Receiving an inheritance can be a bittersweet experience, bringing a mix of emotions and numerous financial decisions. This guide aims to help you through this complex process, ensuring that you understand the critical aspects of probate, non-probate assets, and the implications of receiving an inheritance in various forms.
Understanding Probate and Non-Probate Assets
When a loved one passes away, their estate goes through a legal process known as probate. This involves validating the will, paying off debts, and distributing the remaining assets to the beneficiaries. However, not all assets go through probate. Some assets, known as non-probate assets, pass directly to the beneficiaries. These may include:
    • Life insurance policies
    • Retirement accounts
    • Jointly owned property
As a beneficiary, you’ll need to complete claim forms for these non-probate assets. Effective communication with the executor or trustee is crucial to ensure a smooth transition of these assets.
CAUTION: Be cautious with inherited traditional IRAs and capital gains assets, as they may have tax implications. Income taxes from traditional IRAs and capital gains taxes from the sale of assets are calculated from the date of death. Consulting with a tax professional is advisable to understand these implications fully.
Receiving an Inheritance: Trust or Outright?

Inheritances can be received in trust or outright.

    • Inheritance in Trust: Review the distribution provisions of the trust to understand when and how you’ll receive your inheritance.
    • Inheritance Outright: You’ll have immediate control over the assets.

It’s important to maintain separate property, especially if you’re married. This means keeping your inherited assets separate from your spouse’s assets to protect them from potential future claims. Additionally, update your estate planning documents to address the new assets, ensuring that your wishes will be carried out upon your death.

Ensuring Asset Protection and Tax Efficiency in Washington State
In Washington State, the estate tax exclusion amount is relatively low compared to federal thresholds. As of 2023, the exclusion amount is $2.193 million. If the estate exceeds this amount, it may be subject to state estate taxes, which can significantly impact the inheritance.
To ensure asset protection and tax efficiency for an inheritance, consider the following strategies:
    • Work Closely with the Grantor: Collaborate with the grantor, often a parent, to ensure the inheritance is structured for maximum asset protection and tax efficiency. Understanding the grantor’s intentions helps manage the inheritance according to their wishes.
    • Set Up an Inheritor’s Trust: Given the low estate tax exclusion amount in Washington State, setting up an inheritor’s trust is particularly important for inheritances that exceed this threshold. An inheritor’s trust provides asset protection and ensures a tax-efficient transfer to future generations. This trust structure helps mitigate estate taxes and protects the assets from unnecessary diminution.
    • Consult with Professionals: Engage with legal, financial, and tax advisors to address the complexities of inheritance. These professionals offer valuable guidance on estate planning, tax implications, and asset protection, ensuring all legal and financial aspects are properly addressed.

Implementing these strategies helps maintain the value of the inheritance and secures its transfer to future generations. Effective communication with the grantor and consultation with professionals are key to successfully safeguarding the inheritance.

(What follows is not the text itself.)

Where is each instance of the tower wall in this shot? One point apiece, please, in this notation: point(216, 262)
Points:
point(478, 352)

Receiving an inheritance involves a mix of emotions and important financial decisions. Understanding the differences between probate and non-probate assets, being aware of tax implications, and choosing between trust or outright inheritance are crucial steps. In Washington State, where the estate tax exclusion amount is relatively low, collaborating with the grantor, setting up an inheritor’s trust, and consulting with professionals can help protect and efficiently manage the inheritance. Implementing these strategies ensures the value of the inheritance is maintained and securely transferred to future generations.